YOU WAKE UP and suddenly you're a different person. --No. Wait. Scratch that. Not suddenly. It's been a while, hasn't it? Something feels off anyway - a combination of the strange and familiar right there in your own head - and you know intuitively that you've been unconscious for more than just a blink of the eye. It’s impossible to tell exactly how long ago or how exactly you escaped the danger that had been breathing down your neck, but you know it was more than a moment ago.
But here you are, a small miracle of the multiverse: lying in a small faintly hexagonal chamber, a gentle white light emanating from the surrounding walls. If you were injured during your escape, those injuries have been healed. If you were anxious or frightened or distraught, those feelings have been briefly calmed. There's something strangely peaceful about waking up here. That feeling persists even as you find the tube running from the base of your neck to the compartment's rear wall.
But when the tube's disconnected? Things get loud. A wave of emotion fills that peaceful void - fear, uncertainty, relief, a sense of purpose or loneliness or anxiety. Maybe some of these emotions are yours, but they can't all be. After the initial sensory overload, the mental buzz elongates: stretches out into a murmur like the sound of a party happening behind a closed door.

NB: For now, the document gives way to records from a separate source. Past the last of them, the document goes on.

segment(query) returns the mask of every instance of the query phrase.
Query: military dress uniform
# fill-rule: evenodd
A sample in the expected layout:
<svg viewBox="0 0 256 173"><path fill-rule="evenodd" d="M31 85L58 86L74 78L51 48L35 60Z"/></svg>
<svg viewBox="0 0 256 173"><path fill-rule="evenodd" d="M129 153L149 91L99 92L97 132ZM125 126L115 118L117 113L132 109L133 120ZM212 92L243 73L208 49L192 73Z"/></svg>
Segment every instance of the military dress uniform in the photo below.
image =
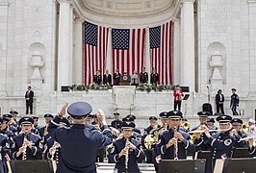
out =
<svg viewBox="0 0 256 173"><path fill-rule="evenodd" d="M33 119L31 117L22 117L19 120L19 124L30 124L32 125ZM27 147L25 152L16 157L19 148L23 145L24 137L32 142L32 148ZM38 160L41 158L42 147L40 146L41 137L33 133L19 134L13 136L13 144L12 147L12 158L13 160Z"/></svg>
<svg viewBox="0 0 256 173"><path fill-rule="evenodd" d="M229 115L219 115L217 117L218 123L228 123L232 119ZM214 171L217 159L231 158L234 150L233 146L241 139L240 136L231 134L231 130L222 133L216 133L208 138L204 133L204 141L211 147L210 159L206 163L206 172Z"/></svg>
<svg viewBox="0 0 256 173"><path fill-rule="evenodd" d="M122 123L122 129L133 129L134 127L135 124L132 122ZM123 137L115 140L113 143L114 149L111 153L110 158L115 162L115 168L117 169L118 173L140 173L141 170L139 168L138 161L141 161L145 158L144 152L141 147L141 141L130 137L128 140L136 146L136 150L129 149L127 158L125 156L119 157L118 154L122 151L123 148L125 148L126 140L127 139ZM128 160L127 170L125 170L125 160Z"/></svg>
<svg viewBox="0 0 256 173"><path fill-rule="evenodd" d="M75 102L67 108L74 119L84 119L92 108L86 102ZM99 148L112 143L109 129L91 131L85 124L73 124L70 128L59 128L54 139L62 146L62 156L57 164L57 173L96 173L96 156Z"/></svg>
<svg viewBox="0 0 256 173"><path fill-rule="evenodd" d="M182 112L178 111L169 111L168 118L182 118ZM184 141L178 140L178 159L179 160L186 160L187 159L187 151L190 153L193 153L195 148L193 144L190 141L191 137L190 135L185 133L184 131L177 129L177 132L180 133L183 137ZM162 160L174 160L175 155L175 147L174 145L166 148L166 144L168 143L169 139L174 137L174 131L170 128L167 131L165 131L159 136L158 143L155 147L155 152L157 155L161 155Z"/></svg>

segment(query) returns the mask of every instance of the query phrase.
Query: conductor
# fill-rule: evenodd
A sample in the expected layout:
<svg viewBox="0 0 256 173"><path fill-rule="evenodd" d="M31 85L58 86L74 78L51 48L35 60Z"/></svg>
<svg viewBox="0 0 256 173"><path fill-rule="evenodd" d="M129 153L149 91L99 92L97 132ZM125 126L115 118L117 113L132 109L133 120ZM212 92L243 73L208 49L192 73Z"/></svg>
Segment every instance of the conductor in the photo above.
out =
<svg viewBox="0 0 256 173"><path fill-rule="evenodd" d="M91 106L87 102L75 102L67 108L67 113L73 118L74 124L69 129L59 128L55 131L54 139L62 147L56 173L96 173L97 152L112 143L112 135L109 129L100 133L85 125L85 118L91 111ZM99 111L99 116L102 116L103 124L106 125L102 111Z"/></svg>

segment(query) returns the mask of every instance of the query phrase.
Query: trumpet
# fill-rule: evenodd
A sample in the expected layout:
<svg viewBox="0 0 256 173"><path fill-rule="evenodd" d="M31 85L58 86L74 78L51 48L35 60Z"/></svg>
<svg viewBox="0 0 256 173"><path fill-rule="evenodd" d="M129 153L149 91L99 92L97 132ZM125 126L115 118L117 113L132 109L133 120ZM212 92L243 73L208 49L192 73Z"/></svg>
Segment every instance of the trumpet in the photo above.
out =
<svg viewBox="0 0 256 173"><path fill-rule="evenodd" d="M125 155L125 172L128 172L128 161L129 161L129 147L128 147L129 138L126 138L125 148L126 148L126 155Z"/></svg>

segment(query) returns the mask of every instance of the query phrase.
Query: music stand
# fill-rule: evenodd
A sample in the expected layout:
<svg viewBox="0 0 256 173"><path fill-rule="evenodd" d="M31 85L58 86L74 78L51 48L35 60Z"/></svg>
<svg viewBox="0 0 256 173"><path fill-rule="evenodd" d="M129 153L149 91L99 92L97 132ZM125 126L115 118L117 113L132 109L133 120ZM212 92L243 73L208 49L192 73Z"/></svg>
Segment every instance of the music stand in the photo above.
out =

You can sit up - barely -, and shift out of the pod. There’s a ladder at your feet and a little cubby just before it with anything you brought with you as well as a set of crisp, loose-fitting white clothes; while your injuries are healed, whatever you’re wearing is in the exact state it was before. Maybe it's time for a change? Drop down the ladder to the floor of the Nesting Deck and you’ll find you’re not alone - and that those sounds in your head are louder the closer you are to these strangers. --No. That's not right either. A sense of familiarity runs so deep between you it might as well be cellular.
Welcome to Station 72. It is... exhausting. There's both a both deep weariness in your bones and a pulse of anticipation crawling under your skin. Your body feels heavy at first, like you're somehow too dense or too real. But maybe that sensation eases eventually. Or maybe you just get used to it?
( ▬▬▬▬▬...There you are. Join us on the hangar, won't you....▬▬▬? )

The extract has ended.